Papa Leone XIV: «Il mondo distrutto da una manciata di tiranni»

Il Pontefice esorta alla riconciliazione durante il suo viaggio in Camerun: «Serviamo insieme la pace»
BAMENDA - Nel secondo giorno della sua visita in Camerun, Papa Leone XIV ha lanciato un appassionato appello alla pace a Bamenda, epicentro del conflitto separatista anglofono che ha causato migliaia di morti in quasi un decennio, la tappa più simbolica del suo viaggio.
Arrivato su una Papamobile con vetri blindati e sotto scorta militare, ha benedetto la folla che lo ha accolto in un'atmosfera effervescente, tra canti, clacson, fischi, percussioni, bandiere del Camerun e del Vaticano e costumi tradizionali colorati con la sua effigie.

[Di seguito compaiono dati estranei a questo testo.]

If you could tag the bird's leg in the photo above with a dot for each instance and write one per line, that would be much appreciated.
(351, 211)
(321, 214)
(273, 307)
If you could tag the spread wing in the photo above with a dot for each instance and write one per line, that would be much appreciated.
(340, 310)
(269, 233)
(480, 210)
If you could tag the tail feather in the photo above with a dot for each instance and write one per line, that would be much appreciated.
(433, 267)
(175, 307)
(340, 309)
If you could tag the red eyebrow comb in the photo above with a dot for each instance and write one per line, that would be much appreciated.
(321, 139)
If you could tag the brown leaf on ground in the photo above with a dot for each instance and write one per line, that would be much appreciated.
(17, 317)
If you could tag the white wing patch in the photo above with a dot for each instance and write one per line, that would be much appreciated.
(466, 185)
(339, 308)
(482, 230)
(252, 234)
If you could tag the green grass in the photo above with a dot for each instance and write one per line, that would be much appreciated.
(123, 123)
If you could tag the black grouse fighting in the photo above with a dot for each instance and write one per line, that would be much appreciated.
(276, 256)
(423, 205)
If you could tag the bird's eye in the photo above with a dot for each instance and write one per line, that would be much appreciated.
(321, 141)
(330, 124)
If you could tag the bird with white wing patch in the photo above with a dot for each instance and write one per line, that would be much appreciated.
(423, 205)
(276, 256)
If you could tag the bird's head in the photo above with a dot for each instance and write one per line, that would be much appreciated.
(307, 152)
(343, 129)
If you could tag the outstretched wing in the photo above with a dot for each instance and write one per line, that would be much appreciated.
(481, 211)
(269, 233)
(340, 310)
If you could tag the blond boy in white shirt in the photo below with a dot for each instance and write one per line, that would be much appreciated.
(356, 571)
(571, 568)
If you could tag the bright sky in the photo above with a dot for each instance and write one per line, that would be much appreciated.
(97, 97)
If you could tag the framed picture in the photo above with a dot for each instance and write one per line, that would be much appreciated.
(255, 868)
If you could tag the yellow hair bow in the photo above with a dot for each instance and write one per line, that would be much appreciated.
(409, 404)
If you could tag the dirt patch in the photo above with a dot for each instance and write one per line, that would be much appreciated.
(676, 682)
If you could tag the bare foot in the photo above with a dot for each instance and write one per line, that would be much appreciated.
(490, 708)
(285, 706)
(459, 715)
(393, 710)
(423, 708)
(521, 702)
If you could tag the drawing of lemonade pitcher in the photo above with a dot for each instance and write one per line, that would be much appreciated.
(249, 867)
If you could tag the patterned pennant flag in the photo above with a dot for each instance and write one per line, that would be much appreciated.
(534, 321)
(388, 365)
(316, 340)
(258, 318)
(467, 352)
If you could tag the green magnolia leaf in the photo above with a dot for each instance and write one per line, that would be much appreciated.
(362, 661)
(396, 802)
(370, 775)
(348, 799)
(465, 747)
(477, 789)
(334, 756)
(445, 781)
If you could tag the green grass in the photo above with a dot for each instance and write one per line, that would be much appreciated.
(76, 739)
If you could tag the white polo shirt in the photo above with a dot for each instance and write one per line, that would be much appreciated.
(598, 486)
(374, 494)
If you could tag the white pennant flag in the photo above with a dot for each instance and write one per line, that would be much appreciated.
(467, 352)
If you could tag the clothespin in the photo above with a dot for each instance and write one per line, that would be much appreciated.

"Serviamo insieme la pace", ha esortato Leone XIV nella cattedrale di San Giuseppe a Bamenda, "terra insanguinata ma fertile, terra oltraggiata ma ricca di vegetazione e generosa di frutti". "Coloro che spogliano la vostra terra delle sue risorse investono generalmente gran parte dei profitti nelle armi, in una spirale di destabilizzazione e di morte senza fine", ha denunciato davanti ai fedeli.
"Fingono di chiudere gli occhi sul fatto che occorrono miliardi di dollari per uccidere e devastare, ma che non si trovano le risorse necessarie per curare, educare e ricostruire", ha affermato il Papa americano nel suo discorso.
Di fronte alle guerre e ai conflitti sanguinosi in molte parti del mondo, Papa Leone XIV ha esortato alla riconciliazione. Il pontefice ha elogiato gli sforzi congiunti di pace compiuti da cristiani e musulmani.
Nella regione dal 2017 infuria un conflitto tra il governo e i separatisti che ha causato migliaia di morti. Centinaia di migliaia di persone sono state sfollate. Le comunità religiose stanno cercando di mediare.
Il capo della Chiesa cattolica l'ha definito un esempio per altre regioni del mondo. "Lo vorrei per tanti luoghi sulla Terra. Beati gli operatori di pace. Guai però a coloro che distorcono le religioni e persino il nome di Dio per i loro scopi militari, economici e politici, trascinando così il sacro nel fango e nell'oscurità".
Il Papa ha aggiunto che "il mondo viene distrutto da una manciata di tiranni e sostenuto da miriadi di fratelli e sorelle solidali", senza citare paesi o politici per nome.
Negli ultimi giorni il Papa è stato criticato più volte dal presidente americano Donald Trump dopo i suoi appelli alla pace. Tuttavia, il primo statunitense alla guida di 1,4 miliardi di cattolici ha chiarito di non voler lasciarsi intimidire dalla Casa Bianca.